To put the situation another way, the Boy and others like him had adopted the savanna as their home. By 1.6 million years ago, grasslands had already become widespread in Africa, although those open, Serengeti-style savannas where the view goes on forever were still several hundred thousand years in the future. The environments through which Homo ergaster moved still largely resembled the mosaic of the past, with larger or smaller patches of grassland interspersed with clumped or scattered trees, true forest in hollows and along watercourses, and swamplands along lake margins such as the one on which the Turkana Boy died. But the new body form certainly reflects—or permitted, or even mandated—a novel w
ay of exploiting the environment, with an emphasis on the resources available in the more open areas.

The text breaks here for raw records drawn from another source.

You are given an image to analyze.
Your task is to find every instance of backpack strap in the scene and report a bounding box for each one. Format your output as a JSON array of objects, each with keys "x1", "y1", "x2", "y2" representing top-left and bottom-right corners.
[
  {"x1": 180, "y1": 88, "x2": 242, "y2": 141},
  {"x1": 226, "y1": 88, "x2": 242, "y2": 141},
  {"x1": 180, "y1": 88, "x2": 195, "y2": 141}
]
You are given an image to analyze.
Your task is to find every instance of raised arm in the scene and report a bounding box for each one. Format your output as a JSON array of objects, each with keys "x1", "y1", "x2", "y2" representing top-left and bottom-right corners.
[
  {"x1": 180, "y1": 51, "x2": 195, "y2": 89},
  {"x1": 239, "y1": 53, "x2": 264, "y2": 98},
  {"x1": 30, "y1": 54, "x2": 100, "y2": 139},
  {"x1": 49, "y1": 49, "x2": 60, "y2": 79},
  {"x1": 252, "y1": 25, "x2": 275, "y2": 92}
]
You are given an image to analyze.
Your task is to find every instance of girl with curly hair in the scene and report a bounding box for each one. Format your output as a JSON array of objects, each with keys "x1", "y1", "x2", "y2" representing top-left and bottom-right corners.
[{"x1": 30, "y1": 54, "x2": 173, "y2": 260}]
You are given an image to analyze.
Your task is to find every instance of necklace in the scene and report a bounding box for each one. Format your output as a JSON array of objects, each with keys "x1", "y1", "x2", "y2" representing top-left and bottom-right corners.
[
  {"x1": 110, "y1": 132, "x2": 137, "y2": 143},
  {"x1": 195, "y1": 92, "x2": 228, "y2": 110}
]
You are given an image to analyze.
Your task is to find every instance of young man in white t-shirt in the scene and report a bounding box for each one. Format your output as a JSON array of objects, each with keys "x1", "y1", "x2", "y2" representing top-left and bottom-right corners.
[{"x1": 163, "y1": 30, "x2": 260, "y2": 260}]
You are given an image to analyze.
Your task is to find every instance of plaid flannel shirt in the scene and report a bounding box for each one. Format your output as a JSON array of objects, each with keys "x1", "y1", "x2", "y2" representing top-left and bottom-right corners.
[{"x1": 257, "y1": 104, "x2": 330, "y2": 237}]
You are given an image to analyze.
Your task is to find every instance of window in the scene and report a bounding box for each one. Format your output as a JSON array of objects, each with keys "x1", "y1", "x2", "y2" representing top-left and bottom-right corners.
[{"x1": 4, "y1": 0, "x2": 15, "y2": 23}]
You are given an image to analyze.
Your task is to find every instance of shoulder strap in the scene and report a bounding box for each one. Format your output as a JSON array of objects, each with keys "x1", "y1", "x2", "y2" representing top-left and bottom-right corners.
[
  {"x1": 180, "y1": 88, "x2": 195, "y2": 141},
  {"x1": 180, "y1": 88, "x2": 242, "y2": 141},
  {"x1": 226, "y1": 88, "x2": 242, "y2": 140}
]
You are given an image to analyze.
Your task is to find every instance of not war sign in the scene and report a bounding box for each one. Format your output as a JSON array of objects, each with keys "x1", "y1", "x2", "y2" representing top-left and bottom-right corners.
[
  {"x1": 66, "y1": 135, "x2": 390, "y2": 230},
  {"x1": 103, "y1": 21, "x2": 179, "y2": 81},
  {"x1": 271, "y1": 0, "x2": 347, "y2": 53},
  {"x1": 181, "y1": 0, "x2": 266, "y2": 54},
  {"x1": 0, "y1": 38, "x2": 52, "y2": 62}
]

The definitive abandonment of the trees is reflected throughout the Turkana Boy’s skeleton. For example, the extravagantly broad pelvis of Lucy had disappeared, apparently in concert with a lengthening of the leg. For while Lucy had needed a wide pelvis whose horizontal rotation could counteract excessive dropping of her center of gravity as she swung each leg forward, the Boy’s long legs provided an alternate means of achieving the same thing. Compared to ours the Boy’s arms were longish, but they were a far cry from those of apes. At the upper end they fit into a shoulder socket that faced out, like yours and mine, rather than up like that of an ape. But it also faced a bit more forward than ours does, and this has prompted speculation that the Boy’s throwing capacities would have been limited. Sadly, the skeleton preserves few hand or foot bones; but the fact that a hominid like the Turkana Boy was striding around the Turkana Basin some 1.5 million years ago is confirmed by the recent discovery of large hominid footprints on the lake’s eastern shore. These prints demonstrate both a long stride and a basically modern foot anatomy.
RADICAL CHANGE
The newly evolved body form represents a giant step along the road to becoming fully human; and, however exactly it was achieved, it is entirely unanticipated in the fossil record we have to hand. For, as I’ve already intimated, there is nothing in that record that we can regard as a convincing intermediate between any australopith or “early Homo,” and the Turkana Boy. Based on the available evidence, then, the Boy does not fit at all comfortably into the expectation, derived from the Synthesis, that innovations should have appeared gradually in the hominid lineage. This discordance is hardly unprecedented: back in the mid-nineteenth century even Charles Darwin and his (otherwise) doughty defender Thomas Henry Huxley were already in deep disagreement over whether or not “Nature makes jumps.” Darwin focused on slow, incremental change, while Huxley was worried by the many discontinuities he saw in the fossil record—and in nature in general—that were inconsistent with this pattern. Darwin’s favored mechanism of natural selection provided a persuasive mechanism for gradual change, but Huxley’s reservations were based on compelling evidence. Fortunately, recent advances in molecular genetics are finally helping us to understand what must actually have happened in the origin of human body form, as well as in a host of other apparent natural discontinuities.